No one in the seat of power can deride or scorn them. This generates a constant pressure on them to act justly and respond to the demands of the people, as failure to do so could lead the people to drive them out of power, just as they did in the June 2013 Revolution.

The revolution even changed some who had belonged to the former ruling party and who learned an important lesson. These people had once believed that the sole route to change was to enter the ranks of the regime, or to flatter it and cajole it in the hope of exercising some influence, because they had imagined that the people were powerless and the opponents of the regime were a bunch of crazy idealists who asked the impossible.

The revolution put paid to that belief. It also changed the attitudes of the millions of people who preferred to remain silent and uninvolved — the “couch party” as we used to call them. Suddenly, they too were in the streets in their dozens of millions, to toss the Muslim Brothers off their throne.
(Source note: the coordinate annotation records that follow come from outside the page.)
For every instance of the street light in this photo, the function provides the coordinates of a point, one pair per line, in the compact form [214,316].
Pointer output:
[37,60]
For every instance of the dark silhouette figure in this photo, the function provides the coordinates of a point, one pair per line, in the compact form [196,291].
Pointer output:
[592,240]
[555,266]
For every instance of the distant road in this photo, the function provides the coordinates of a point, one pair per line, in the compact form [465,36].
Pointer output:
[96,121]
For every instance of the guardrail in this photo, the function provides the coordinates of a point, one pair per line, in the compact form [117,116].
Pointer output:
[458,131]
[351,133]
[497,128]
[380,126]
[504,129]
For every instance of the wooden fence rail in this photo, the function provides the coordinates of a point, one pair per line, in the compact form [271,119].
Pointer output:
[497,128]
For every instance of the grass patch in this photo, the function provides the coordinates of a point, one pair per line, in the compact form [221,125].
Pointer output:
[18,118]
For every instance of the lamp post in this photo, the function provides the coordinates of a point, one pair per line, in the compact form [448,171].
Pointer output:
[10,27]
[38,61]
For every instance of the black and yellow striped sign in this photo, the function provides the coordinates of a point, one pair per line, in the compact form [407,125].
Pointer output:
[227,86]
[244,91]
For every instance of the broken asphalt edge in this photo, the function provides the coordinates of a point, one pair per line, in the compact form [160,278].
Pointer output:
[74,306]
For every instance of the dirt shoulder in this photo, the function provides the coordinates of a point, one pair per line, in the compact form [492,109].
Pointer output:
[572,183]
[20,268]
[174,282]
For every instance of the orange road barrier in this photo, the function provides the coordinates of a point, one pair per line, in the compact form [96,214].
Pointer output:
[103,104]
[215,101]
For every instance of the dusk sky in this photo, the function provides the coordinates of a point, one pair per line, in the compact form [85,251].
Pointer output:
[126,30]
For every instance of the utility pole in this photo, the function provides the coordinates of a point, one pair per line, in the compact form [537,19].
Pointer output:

- The revolution stimulated political participation. Political apathy had once been a chronic Egyptian disease. It enabled successive authorities to forge the will of the people, monopolise decision-making processes, and utilise the moral and material capacities of the state in manners that were counter to the welfare of the people.

After the revolution, we began to see mile-long queues at polling stations. Average citizens realised that their vote counted, that it could change history whereas before the revolution one would commonly hear, “Why bother? The government will do what it wants whether we like it or not.”

Before the revolution, the most the opposition could hope for were clean voter registration lists, or authenticating identity with the national ID number. These measures were finally introduced after the revolution, in addition to numerous guarantees for the integrity of polls, including judicial supervision, an autonomous committee to supervise and run the elections, and live broadcasting of the polling process.

- The revolution succeeded in changing many governing political and legal frameworks. Above all, it brought a constitution that restricted the powers of the presidency, created a balance between the branches of government, and established rules for political plurality and the peaceful rotation of authority.

The benefits of this cannot be overstated as most of the problems that afflicted Egypt before the revolution came by way of the perpetuity of the ruler for life, around who gathered a clique of corrupt cronies. This paved the way for nepotism instead of competence, a ruthless security apparatus that deviated from its original function, the growth of monopolies, and the ever-widening gulf between classes.

- The revolution exposed many for their hypocrisies and deceptions. As political developments unfolded, people could see the players on both sides of the fence, the schemers who put their own interests above the welfare of the nation, the machinations of those who used every trick in the book to hold on to posts or wealth they had wrongfully obtained.

In spite of the foregoing, it is impossible to draw up a final balance sheet of the gains and losses of the January revolution after only five years. Nor can anyone say, at this point, that a particular loss is a permanent loss, or that a certain gain has been won and that’s the end of it. The arc of the first revolution began on 25 January 2011, but it has not closed yet.

This we have learned from the histories of other nations that have experienced major revolutions. There, too, revolutions were turned against, cursed as conspiracies, and blamed for chaos and destruction, even though the regimes that had triggered the revolutions were the source of the chaos and destruction.

Eventually, people realised the truth, regained their awareness and revived their faith and belief in the need for change for the better, at which point the balances shifted. The January revolution is no exception to this, as the times ahead will tell.

The writer is a novelist and socio-political researcher.